Anderson, però, è un ragazzo con la testa sulle spalle e non si fa
concupire dalle sirene del successo. Si rimette al lavoro e, fra una
comparsata televisiva e un charity album (partecipa a Cover Stories,
tributo benefico a un disco di Brandi Carlile) esce con questo nuovo Encore.
Ovviamente,
East si è tenuto stretto Dave Cobb, che mette mano anche alla
produzione del sophomore, con un lavoro fantastico sul suono, che
risulta vintage e moderno allo stesso tempo, e un utilizzo misuratissimo
ma decisivo, di archi e fiati, che esaltano il timbro vocale del
songwriter di Athens. Aroma di caffè caldo al mattino, accompagnato da
una sigaretta e un cucchiaino di mele: ruvida e al contempo carezzevole,
la voce di East trova sempre la strada per arrivare al cuore delle
emozioni. Il repertorio in scaletta è puro southern soul, riletto però
con una sensibilità e una passione che fanno la differenza. Non ci sono
sostanziali differenze rispetto al disco d’esordio, e i riferimenti
(Stax, Otis Redding, Van Morrison, etc.) restano invariati. Tuttavia, a
parte la più lunga durata del minutaggio, Encore possiede una maggiore
consapevolezza, una qualità superiore delle composizioni e una più
spiccata inclinazione mainstream.
Il disco alterna ballate caldissime (la classicissima If You Keep Leaving Me, la vanmorrisiana King For A Day) a sferzanti impennate R&B (Sorry You’re Sick, Surrender),
in cui scintillano fiati grassi che portano dritto al centro del dance
floor. Havin’ a party!
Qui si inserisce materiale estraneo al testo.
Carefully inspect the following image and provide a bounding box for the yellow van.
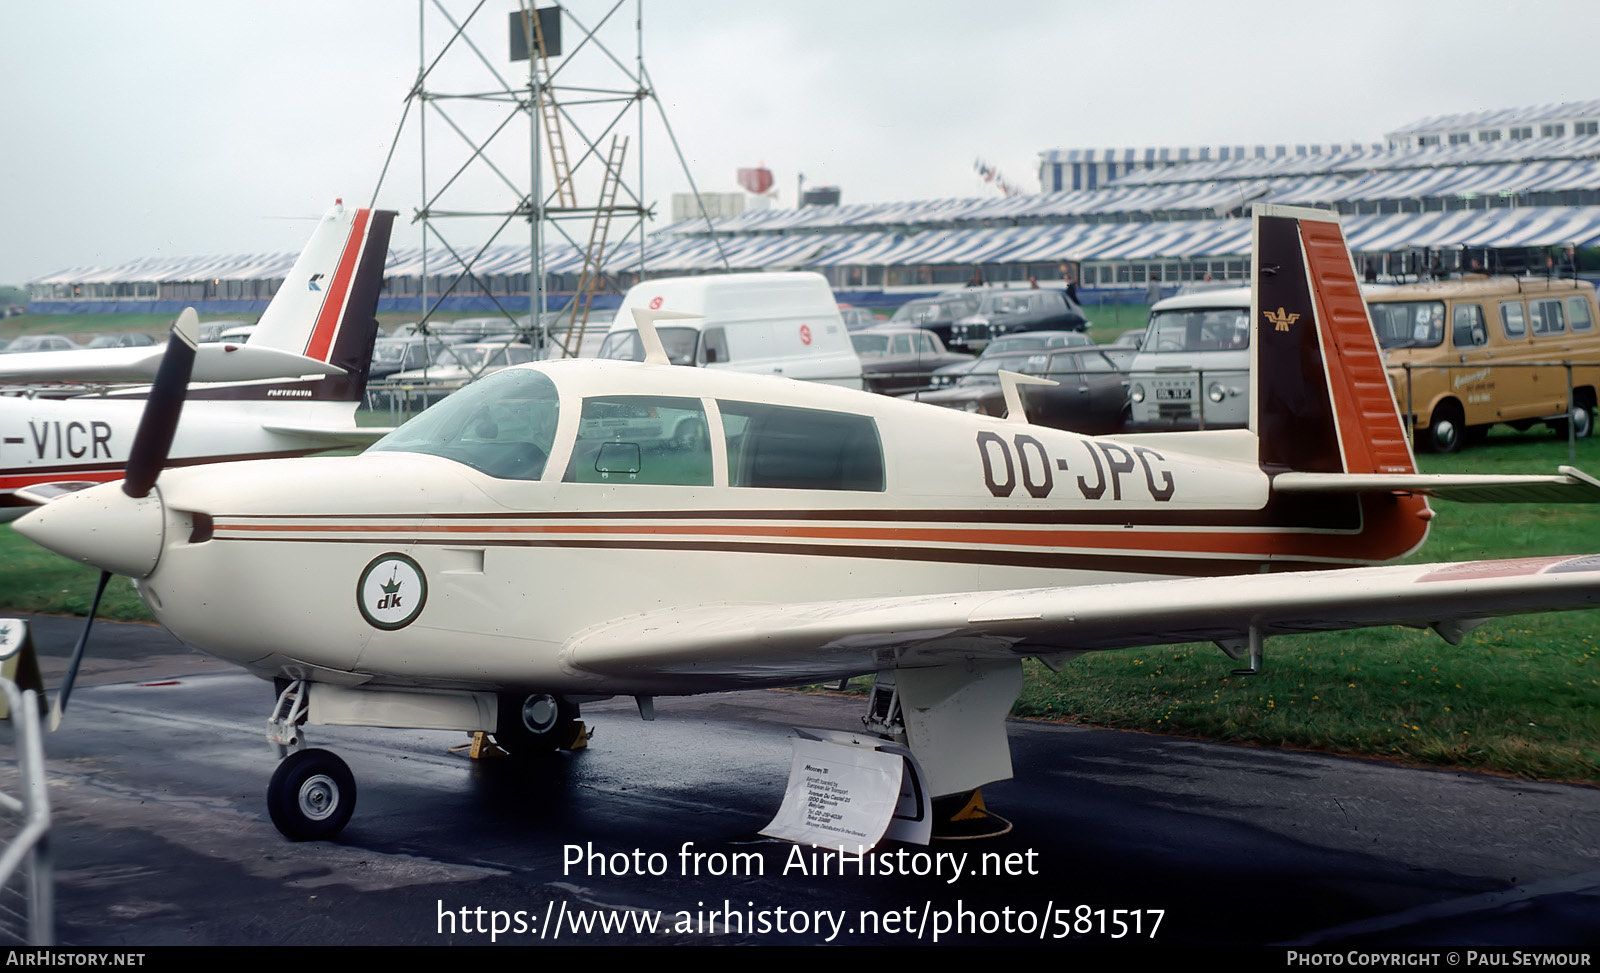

I fiori all’occhiello della scaletta sono il
singolo Girlfriend, groove funky irresistibile, arrangiamento suntuoso e assolo di moog che manda in estasi, All On My Mind, incedere sensuale, visione moderna, pezzo stratosferico, Without You, ballatone strappa mutande dal retrogusto sixties (qualcuno ha detto A Whiter Shade Of Pale?) e la conclusiva Cabinet Door,
intima, crepuscolare e intensa. Un lotto di canzoni impressionanti,
dunque, a cui la mano di Dave Cobb ha aggiunto ulteriore verve.
Se
è vero, come canta Caparezza, che “il secondo album è sempre il più
difficile nella carriera di un’artista”, Anderson ha brillantemente
superato l’ostacolo, proponendosi come una delle più eccitanti realtà
soul oggi in circolazione.
VOTO: 8
Blackswan, sabato 20/01/2018
2 commenti:
ma fa pena ! inascoltabile -
@ Giuseppe: fatti fare una visita dall'otorino. Magari ti risolve il problema.